(This article originally appeared on The Huffington Post).
With the rapid rise of the new spiritual counterculture, a generation of young avant-garde writers are making conscious magazine headlines and electrifying the festival-speakers’ circuit. Featuring a brutally honest look at the shadow aspects of the Self, and society at large, these books — while often focused on healing — are not fluffy New Age “Celestine Prophecy” reads nor “The 7 Laws of Spiritual Materialism.” They are harder to define, hosting a multidimensional mix of spiritual awakening, new media activism, visionary art, punk attitude, permaculture principles, Burning Man aesthetic and Occupy ideologies.
As if exploring some quantum physics conundrum, they fuse the world of observer and observed, where the researcher flies third-eye-first into the mystical fields they are investigating.
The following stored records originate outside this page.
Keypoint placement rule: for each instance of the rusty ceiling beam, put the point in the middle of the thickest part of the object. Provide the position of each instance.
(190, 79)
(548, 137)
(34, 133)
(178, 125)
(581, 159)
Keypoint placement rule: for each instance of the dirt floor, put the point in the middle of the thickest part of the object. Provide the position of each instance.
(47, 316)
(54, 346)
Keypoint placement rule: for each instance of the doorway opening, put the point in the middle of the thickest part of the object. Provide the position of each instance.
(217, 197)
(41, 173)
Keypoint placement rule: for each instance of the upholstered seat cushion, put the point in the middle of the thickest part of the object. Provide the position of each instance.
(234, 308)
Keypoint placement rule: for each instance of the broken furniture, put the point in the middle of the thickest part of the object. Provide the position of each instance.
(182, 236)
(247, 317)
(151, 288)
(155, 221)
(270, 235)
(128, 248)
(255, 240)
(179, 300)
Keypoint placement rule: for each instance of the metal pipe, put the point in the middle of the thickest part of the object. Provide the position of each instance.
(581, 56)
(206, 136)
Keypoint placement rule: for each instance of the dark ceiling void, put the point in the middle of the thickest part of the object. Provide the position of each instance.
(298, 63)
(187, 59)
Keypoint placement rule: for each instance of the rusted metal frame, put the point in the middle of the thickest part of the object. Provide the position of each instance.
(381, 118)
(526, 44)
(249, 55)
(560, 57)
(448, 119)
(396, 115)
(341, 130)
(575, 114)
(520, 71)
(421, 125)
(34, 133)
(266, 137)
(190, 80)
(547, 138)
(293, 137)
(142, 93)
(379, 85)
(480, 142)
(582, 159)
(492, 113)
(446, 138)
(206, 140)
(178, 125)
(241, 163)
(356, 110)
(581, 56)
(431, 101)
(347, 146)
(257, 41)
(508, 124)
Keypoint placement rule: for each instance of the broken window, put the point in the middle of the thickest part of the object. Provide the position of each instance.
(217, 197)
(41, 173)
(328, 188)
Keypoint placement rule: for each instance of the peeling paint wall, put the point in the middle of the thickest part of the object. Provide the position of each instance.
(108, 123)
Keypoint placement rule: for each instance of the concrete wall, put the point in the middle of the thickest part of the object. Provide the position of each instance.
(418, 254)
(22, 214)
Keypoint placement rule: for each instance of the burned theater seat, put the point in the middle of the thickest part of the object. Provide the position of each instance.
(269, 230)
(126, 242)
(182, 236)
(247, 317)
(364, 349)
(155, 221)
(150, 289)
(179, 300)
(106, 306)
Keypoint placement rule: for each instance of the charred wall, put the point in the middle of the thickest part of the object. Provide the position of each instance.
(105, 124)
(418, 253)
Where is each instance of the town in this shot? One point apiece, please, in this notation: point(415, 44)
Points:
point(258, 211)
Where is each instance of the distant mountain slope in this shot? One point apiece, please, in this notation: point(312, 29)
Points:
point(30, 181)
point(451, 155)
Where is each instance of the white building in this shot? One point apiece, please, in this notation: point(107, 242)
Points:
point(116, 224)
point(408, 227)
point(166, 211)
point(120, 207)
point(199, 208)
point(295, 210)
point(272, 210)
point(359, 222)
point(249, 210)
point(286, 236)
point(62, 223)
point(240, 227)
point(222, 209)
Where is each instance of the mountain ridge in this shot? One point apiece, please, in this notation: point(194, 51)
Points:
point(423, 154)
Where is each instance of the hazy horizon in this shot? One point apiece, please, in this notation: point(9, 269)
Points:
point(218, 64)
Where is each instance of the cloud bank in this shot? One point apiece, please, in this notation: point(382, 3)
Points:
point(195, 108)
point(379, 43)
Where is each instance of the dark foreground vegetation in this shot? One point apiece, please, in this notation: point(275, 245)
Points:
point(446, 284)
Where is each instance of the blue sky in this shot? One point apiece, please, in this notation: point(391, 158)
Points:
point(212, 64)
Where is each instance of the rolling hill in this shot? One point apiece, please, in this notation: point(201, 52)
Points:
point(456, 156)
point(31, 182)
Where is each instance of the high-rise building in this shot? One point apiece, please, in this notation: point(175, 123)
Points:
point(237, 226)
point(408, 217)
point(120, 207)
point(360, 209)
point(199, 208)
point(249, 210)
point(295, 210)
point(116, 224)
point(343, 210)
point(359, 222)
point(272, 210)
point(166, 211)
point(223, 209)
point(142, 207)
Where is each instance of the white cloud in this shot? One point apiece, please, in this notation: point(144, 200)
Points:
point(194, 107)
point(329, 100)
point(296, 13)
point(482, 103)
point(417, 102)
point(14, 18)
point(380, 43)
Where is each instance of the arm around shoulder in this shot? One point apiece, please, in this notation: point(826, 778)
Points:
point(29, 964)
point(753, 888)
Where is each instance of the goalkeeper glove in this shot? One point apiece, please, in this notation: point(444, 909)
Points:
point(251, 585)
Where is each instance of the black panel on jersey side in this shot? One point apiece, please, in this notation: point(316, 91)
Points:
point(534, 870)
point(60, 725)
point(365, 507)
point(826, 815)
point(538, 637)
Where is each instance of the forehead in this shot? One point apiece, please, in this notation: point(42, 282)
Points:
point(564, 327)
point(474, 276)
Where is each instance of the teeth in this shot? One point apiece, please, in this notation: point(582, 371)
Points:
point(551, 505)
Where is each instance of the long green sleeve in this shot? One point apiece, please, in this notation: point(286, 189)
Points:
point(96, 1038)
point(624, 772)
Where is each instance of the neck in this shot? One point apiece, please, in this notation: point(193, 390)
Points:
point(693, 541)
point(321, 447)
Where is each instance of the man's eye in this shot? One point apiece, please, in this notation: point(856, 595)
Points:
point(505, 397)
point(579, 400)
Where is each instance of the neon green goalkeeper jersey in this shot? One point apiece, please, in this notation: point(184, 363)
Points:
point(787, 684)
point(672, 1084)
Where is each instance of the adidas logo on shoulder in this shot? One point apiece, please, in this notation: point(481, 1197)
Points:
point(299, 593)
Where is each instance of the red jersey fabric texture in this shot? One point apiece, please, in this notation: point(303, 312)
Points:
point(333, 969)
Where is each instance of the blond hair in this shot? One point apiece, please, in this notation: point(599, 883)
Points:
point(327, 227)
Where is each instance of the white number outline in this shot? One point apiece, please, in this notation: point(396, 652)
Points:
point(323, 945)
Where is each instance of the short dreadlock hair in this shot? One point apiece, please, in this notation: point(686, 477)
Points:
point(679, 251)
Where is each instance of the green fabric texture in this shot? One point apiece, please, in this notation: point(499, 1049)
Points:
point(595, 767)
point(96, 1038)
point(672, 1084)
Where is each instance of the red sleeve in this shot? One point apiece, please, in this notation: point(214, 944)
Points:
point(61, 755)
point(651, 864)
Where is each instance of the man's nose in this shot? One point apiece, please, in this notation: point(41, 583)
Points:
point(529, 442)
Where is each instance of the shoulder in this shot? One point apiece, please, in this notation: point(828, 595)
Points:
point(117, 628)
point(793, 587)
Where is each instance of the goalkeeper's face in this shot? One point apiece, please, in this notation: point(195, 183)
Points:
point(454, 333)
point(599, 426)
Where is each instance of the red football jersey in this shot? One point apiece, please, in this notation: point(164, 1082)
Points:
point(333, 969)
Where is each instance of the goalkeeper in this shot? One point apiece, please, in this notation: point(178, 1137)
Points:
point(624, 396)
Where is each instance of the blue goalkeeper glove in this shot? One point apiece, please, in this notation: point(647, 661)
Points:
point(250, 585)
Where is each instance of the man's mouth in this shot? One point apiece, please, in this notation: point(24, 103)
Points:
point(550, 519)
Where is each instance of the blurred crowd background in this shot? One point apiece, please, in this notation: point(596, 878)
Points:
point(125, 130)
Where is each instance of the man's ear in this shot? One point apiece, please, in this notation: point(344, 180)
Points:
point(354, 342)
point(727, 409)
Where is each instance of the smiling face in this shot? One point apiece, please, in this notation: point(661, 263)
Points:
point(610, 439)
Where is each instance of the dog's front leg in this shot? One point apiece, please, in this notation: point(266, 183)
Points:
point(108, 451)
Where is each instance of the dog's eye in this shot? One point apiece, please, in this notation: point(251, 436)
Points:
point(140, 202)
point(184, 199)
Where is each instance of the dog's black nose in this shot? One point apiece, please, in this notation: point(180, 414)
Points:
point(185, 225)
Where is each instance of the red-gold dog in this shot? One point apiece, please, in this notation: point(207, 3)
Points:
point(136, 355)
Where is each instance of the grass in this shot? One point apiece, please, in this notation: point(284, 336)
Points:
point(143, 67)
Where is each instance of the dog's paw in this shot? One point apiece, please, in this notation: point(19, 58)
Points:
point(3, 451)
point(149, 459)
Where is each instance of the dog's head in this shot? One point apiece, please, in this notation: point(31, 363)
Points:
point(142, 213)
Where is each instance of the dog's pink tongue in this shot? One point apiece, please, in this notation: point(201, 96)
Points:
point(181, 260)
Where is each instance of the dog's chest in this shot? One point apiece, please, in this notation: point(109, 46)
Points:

In a similar manner that LSD influenced the Keseys and Ginsbergs of the 60s, newly introduced “entheogens” (God-inducing substances), like the Amazonian shaman’s brew ayahuasca and the synthesized “spirit molecule” DMT, are influencing the style and transformational arcs of these stories. Also, like the 60s, there is a regrettable dearth of female voices, something I hope changes over the coming years.
This is my “informal, unofficial, thoroughly unscientific” list of the top 10 books of the New Edge. I’m hardly an expert on this subject, but I have bared witness to some of this burgeoning literary movement over the last few years as a co-founder of Reality Sandwich and the Evolver Social Movement. For those of you following this literary scene, I welcome you to expand and improve upon the list, adding your choices in the comments section below.
10. The Cosmic Serpent: DNA and The Origins of Knowledge
Author: Jeremy Narby
Amazed by the complex “botanic mastery” of the Ashaninca’s polycultural gardens in the Amazon, anthropologist Jeremy Narby broke ranks with the detached scientific model when drinking the hallucinatory tea ayahuasca, which the Ashaninca claimed had taught them their agricultural knowledge. Composed of two plants – one containing the psychoactive chemical DMT (dimethyltryptamine), the other a double-helix-shaped vine with MAO inhibitors, the brew exposed Narby to a potent spiritual reality where talking telepathic serpents launched him on a study on how shamans might access the consciousness of DNA for healing. It was a serious career risk for a scientist, connecting empirical study with spirituality.
9. Dharma Punx
Author: Noah Levine
Who would have imagined that the son of bestselling Buddhist author/teacher Stephen Levine would spend his teenage years “fueled by the music of revolution, anger, fear, and despair… Eating acid like it was candy and chasing speed with cheap vodka, smoking truckloads of weed, all in a vain attempt to get numb and stay numb”? Eventually Levine’s rebellious spirit would lead him to the liberation of Buddhist meditation, but without abandoning his love of punk music as an agent of change.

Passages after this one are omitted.